Die Taliban institutionalisierten eine deformierte Version des paschtunwali, bzw. Konzeptionen über die gesellschaftliche Rolle von Frauen, die auch in den Dörfern kaum akzeptiert wurde: In vielen paschtunischen Dörfern monierten die Frauen, dass ihre unmittelbaren männlichen Verwandten das Sagen zu den ihnen zugestandenen sozialen "Freiheiten" haben sollten und nicht die Taliban.7

Die Taliban ignorierten das Privatleben der Familien und maßten sich die Kontrolle über alle Frauen an.
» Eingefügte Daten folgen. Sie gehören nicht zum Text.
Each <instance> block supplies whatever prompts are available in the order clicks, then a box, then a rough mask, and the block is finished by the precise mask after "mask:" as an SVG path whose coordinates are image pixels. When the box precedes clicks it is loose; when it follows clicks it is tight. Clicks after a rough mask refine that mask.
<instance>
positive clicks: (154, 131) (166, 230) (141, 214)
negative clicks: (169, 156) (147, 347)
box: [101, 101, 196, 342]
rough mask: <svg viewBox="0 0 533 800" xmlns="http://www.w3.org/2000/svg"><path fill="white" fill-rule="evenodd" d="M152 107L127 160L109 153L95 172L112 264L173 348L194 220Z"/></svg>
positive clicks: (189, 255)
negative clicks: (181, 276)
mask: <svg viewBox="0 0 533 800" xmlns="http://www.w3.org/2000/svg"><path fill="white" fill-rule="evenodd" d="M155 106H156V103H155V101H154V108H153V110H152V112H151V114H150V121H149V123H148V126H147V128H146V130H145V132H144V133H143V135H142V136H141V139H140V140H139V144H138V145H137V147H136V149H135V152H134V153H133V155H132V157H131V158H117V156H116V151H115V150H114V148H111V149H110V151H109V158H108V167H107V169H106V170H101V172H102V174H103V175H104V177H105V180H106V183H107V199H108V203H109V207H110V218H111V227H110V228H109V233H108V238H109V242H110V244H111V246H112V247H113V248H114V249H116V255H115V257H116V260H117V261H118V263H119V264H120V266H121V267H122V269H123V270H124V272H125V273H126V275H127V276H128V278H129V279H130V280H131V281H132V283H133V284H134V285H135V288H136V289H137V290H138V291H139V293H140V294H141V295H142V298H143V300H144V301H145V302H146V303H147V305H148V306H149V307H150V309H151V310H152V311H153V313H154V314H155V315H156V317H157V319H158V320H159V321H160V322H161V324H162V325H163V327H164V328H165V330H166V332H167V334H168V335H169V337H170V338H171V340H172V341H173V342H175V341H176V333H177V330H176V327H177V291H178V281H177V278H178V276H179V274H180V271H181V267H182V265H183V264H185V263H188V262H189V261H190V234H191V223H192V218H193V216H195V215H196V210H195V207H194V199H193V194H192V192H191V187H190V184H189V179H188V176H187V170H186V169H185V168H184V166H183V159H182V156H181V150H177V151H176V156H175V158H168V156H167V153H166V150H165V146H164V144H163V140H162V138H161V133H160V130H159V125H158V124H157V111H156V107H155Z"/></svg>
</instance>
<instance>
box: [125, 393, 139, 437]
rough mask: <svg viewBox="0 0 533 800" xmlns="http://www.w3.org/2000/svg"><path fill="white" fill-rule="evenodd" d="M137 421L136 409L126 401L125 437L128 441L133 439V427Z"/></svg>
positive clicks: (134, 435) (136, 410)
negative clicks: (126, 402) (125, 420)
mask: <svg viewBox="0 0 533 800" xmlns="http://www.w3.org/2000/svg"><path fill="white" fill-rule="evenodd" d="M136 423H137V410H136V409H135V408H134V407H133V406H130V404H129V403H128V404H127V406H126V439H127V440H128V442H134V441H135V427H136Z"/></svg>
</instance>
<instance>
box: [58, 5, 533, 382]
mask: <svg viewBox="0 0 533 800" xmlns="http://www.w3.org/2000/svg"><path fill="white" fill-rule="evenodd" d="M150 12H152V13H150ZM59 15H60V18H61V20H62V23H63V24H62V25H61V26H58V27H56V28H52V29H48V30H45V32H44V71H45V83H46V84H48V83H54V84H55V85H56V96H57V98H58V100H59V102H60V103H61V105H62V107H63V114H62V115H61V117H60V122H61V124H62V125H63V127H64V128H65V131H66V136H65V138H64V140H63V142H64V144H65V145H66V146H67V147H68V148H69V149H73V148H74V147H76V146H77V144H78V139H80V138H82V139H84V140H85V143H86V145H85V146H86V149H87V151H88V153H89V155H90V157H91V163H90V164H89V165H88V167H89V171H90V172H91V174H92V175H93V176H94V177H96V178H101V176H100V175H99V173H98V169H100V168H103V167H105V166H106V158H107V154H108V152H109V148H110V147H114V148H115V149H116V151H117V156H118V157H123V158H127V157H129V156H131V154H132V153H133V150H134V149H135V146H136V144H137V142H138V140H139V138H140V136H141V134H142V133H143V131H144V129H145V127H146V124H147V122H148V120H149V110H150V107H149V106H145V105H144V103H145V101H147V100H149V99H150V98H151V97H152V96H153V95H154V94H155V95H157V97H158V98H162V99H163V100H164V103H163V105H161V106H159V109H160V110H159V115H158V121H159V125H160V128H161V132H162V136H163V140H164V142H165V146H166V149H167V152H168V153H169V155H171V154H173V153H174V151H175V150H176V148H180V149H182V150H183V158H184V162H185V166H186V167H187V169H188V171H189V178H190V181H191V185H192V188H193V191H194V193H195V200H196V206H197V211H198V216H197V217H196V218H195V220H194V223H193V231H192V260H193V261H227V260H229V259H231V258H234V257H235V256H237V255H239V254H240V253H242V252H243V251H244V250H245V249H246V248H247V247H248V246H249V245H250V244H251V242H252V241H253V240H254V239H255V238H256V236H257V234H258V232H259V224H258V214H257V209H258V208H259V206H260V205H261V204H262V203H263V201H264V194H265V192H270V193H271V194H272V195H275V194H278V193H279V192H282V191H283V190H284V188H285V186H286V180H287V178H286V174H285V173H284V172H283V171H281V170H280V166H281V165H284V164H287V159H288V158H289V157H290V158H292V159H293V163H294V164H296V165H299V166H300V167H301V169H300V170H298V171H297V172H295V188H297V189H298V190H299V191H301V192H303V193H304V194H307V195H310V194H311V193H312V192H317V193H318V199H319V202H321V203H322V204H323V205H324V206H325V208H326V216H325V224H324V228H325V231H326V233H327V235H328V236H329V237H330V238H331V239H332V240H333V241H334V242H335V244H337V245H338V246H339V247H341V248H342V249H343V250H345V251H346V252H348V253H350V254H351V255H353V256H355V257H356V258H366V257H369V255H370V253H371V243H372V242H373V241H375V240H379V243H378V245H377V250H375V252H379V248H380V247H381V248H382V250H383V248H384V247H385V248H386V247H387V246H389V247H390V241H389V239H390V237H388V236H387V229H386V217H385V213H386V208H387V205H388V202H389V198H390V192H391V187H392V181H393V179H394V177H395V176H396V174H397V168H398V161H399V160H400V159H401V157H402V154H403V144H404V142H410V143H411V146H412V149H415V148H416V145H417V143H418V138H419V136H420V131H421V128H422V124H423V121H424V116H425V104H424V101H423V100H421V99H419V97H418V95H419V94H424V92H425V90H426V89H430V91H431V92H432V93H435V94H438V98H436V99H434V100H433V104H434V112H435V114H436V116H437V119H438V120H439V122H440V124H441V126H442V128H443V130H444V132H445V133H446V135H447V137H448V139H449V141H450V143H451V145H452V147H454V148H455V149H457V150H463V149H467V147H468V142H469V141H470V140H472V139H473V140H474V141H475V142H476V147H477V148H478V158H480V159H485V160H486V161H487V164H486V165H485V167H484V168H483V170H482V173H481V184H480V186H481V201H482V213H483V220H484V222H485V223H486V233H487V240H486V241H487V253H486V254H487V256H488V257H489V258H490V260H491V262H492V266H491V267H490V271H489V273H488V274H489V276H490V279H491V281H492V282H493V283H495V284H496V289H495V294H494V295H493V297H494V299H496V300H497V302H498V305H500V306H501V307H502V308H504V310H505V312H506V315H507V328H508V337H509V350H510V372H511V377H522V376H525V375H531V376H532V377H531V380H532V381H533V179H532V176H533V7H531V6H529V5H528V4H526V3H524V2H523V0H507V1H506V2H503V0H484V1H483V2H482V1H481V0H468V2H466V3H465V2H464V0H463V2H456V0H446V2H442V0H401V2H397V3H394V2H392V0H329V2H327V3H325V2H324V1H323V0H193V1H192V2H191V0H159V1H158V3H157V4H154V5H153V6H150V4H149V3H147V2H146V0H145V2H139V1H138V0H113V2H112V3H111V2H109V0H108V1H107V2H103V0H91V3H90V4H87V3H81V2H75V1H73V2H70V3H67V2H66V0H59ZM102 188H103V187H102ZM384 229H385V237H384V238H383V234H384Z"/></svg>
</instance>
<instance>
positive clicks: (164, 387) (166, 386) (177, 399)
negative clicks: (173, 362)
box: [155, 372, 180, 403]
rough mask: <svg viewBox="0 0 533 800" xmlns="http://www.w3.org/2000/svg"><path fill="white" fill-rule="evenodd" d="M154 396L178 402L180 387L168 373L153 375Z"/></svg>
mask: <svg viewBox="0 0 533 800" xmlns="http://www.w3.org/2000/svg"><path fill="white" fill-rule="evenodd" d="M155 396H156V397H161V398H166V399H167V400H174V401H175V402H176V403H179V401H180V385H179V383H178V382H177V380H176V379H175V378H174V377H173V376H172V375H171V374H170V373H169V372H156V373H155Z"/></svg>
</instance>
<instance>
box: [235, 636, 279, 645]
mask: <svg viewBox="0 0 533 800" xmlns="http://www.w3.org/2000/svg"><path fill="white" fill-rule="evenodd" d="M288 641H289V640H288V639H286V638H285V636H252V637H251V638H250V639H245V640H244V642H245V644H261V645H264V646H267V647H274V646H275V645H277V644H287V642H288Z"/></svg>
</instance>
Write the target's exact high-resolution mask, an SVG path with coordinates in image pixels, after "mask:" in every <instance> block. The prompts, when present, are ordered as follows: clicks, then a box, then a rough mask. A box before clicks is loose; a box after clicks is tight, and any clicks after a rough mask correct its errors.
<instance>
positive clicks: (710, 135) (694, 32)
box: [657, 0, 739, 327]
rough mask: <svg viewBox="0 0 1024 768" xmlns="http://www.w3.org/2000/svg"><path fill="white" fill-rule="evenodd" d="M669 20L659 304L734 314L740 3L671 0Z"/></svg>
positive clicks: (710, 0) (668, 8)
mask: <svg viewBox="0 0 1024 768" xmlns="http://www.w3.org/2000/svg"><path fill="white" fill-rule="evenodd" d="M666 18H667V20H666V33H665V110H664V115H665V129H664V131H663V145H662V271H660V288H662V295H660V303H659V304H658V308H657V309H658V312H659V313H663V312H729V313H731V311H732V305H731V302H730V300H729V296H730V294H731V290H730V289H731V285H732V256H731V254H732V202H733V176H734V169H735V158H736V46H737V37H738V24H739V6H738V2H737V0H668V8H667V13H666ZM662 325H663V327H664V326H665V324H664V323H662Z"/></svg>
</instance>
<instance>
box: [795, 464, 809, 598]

Paschtunische Frauen waren unter den Taliban nicht nur aus dem öffentlichen Leben ausgeschlossen; sie hatten sowohl ihre Position als Akteurinnen, die durch die Performanz weiblicher Ehre (gham) zum Ansehen ihrer Familie beitrugen, als auch die Rolle als Mütter und Schwestern der Märtyrer, die sie im Dschihad einnehmen konnten, verloren.

Der Nicht-Status von Frauen als Eigentum und Signifikanten für Ehre und Kultur bedeutete, dass ihnen jegliche soziale Funktion aberkannt wurde.